Today, many surgeries are minimally invasive. The advances over the past 30 years in laparoscopic, interventional, percutaneous, and robotic procedures have resulted in less impact on the body during surgeries, and thus recovery is typically easier. As a result, more surgeries are taking place on an outpatient basis—either in the hospital itself or at ambulatory surgery centers.
The biggest challenge associated with outpatient procedures is identifying and stratifying patients’ risk for complications and determining who is best served by a hospital instead of surgery center. Patients may not be as healthy as they think they are, and physicians and advanced providers who routinely see these patients are not aware of the subtle physiologic changes that can have a profound impact on anesthesia.

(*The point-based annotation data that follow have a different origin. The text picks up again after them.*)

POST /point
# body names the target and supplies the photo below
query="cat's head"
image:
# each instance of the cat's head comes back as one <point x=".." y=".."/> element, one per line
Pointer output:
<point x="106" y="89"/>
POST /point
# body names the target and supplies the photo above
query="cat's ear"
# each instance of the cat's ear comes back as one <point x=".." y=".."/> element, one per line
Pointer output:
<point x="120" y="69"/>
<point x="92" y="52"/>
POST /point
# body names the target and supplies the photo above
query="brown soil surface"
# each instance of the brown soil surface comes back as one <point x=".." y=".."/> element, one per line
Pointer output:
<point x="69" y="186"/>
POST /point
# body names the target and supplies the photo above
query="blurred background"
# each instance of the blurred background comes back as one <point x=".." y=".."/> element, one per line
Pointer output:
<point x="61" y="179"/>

Our medications and techniques have changed as well. Ultrasound has facilitated the increased use of regional blocks for pain management, decreasing the need for opioids. Medications have faster onset and faster offset, and better side-effect profiles. All of this leads to more rapid recovery, facilitating same-day surgery.

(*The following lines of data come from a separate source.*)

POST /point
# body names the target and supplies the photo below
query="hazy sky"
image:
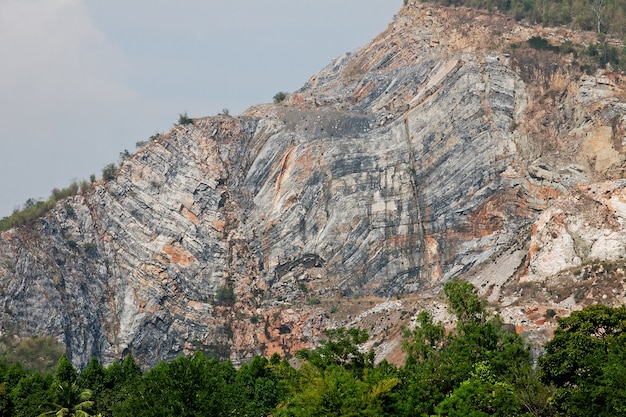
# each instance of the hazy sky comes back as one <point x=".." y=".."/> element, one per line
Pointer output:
<point x="82" y="80"/>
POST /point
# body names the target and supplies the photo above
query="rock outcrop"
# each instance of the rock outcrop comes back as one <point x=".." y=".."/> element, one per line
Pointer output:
<point x="441" y="149"/>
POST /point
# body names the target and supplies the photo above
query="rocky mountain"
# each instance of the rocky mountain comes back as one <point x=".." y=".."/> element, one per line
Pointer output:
<point x="446" y="147"/>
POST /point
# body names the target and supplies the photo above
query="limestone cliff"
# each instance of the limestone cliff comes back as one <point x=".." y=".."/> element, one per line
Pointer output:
<point x="440" y="149"/>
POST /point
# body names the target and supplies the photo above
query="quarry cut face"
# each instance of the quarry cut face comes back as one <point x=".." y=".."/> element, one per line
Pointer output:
<point x="433" y="152"/>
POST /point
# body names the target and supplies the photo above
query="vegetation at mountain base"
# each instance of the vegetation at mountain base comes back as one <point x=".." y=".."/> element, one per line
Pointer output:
<point x="478" y="368"/>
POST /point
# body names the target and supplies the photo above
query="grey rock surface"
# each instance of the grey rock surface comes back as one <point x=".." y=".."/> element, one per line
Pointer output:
<point x="427" y="154"/>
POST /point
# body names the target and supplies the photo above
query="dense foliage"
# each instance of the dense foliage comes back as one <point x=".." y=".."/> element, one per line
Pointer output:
<point x="602" y="16"/>
<point x="476" y="369"/>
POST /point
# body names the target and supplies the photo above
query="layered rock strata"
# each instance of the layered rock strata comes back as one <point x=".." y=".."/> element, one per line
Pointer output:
<point x="438" y="150"/>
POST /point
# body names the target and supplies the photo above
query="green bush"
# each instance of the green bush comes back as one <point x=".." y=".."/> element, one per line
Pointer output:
<point x="279" y="97"/>
<point x="183" y="119"/>
<point x="542" y="44"/>
<point x="108" y="172"/>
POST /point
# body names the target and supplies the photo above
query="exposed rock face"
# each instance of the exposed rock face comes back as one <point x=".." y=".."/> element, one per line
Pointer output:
<point x="433" y="152"/>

I expect that outpatient/same-day surgery will continue to increase in volume, particularly as CMS regulations now allow for outpatient total joint replacements. In addition, patients are now concerned about extended hospital stays and COVID-19 risks. We will continue to see more innovation around minimally invasive procedures and will start to see models where post-surgical care is provided in the patient’s home, likely in conjunction with telehealth.
Christine A. Doyle, MD, FASA
Thanks to advances in medical care, surgeons today are operating on older and more complex patients than ever before. It’s not unusual to perform a hip replacement on a spritely and mobile 90-year-old. The same goes for people with heart disease and other chronic conditions.

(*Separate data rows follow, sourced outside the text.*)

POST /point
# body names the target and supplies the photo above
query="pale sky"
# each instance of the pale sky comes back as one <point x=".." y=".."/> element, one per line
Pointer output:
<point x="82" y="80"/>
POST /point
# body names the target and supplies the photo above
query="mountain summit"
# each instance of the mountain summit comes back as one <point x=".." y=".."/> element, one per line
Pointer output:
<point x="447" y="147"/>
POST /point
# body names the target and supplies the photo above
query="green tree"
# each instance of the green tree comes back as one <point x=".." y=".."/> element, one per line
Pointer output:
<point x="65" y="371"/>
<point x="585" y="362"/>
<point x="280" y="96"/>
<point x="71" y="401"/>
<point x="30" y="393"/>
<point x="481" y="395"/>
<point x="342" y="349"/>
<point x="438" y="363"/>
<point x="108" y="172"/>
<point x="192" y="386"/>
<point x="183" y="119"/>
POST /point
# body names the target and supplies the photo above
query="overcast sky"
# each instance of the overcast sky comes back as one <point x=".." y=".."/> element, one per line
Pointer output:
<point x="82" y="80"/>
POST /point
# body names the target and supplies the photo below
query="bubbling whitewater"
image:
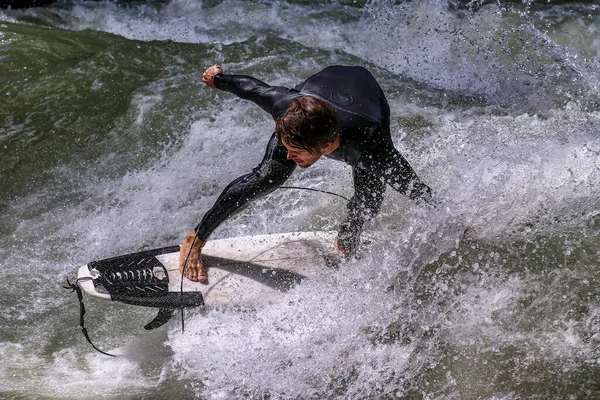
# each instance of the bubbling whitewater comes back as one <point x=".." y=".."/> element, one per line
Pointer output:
<point x="111" y="144"/>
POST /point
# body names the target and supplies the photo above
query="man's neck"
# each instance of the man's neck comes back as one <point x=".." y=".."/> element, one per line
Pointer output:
<point x="331" y="147"/>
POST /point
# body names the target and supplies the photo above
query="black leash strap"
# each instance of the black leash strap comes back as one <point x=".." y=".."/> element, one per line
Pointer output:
<point x="77" y="289"/>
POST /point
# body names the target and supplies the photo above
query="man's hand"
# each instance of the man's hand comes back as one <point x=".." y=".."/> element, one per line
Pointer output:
<point x="341" y="248"/>
<point x="194" y="270"/>
<point x="208" y="76"/>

Complex patients require careful management before, during, and after a procedure. To meet these needs, more anesthesiologists are stepping into the role of perioperative care coordinator. Along with our orthopedic colleagues, we have focused on “prehabilitation”—educating and training patients on what to expect, what exercises they should be doing (and how to do them), smoking cessation, and more. The American Society of Anesthesiologists has created the Perioperative Surgical Home model, a patient-centric and team-based approach designed to improve patient care, costs, and both provider and patient satisfaction.
One factor that is actively shaping perioperative care is growing concern around brain health. Concerns about postoperative cognitive decline (POCD) have become significant. Declines in memory and executive function after even minor surgery may last for several months. As we operate on older patients, it’s become clear that many appear “normal” to family and friends, but pre-surgical cognitive testing shows that they are already suffering from some cognitive loss. The stress associated with surgery (and any other acute illness) often unmasks this, but the timing leads one to think it’s solely related to the surgery and anesthesia. With pre-surgical cognitive testing, high-risk patients can be identified and better managed with certain precautions and medication combinations.
Current events make one thing clear: Even more than before, anesthesiologists must break out of silos and participate in the entire spectrum of patient care and organized medicine. Anesthesiology will continue to be proactive, collaborative, team-based, and more than anything else, patient-centered. And the most successful groups will prove their value as perioperative and critical care coordinators.
For these reasons, our independent anesthesia group chose to join Vituity in 2016. As members of a multispecialty practice, we have the opportunity to work with our colleagues in CCM, internal medicine, and emergency medicine to transform acute care delivery for patients everywhere.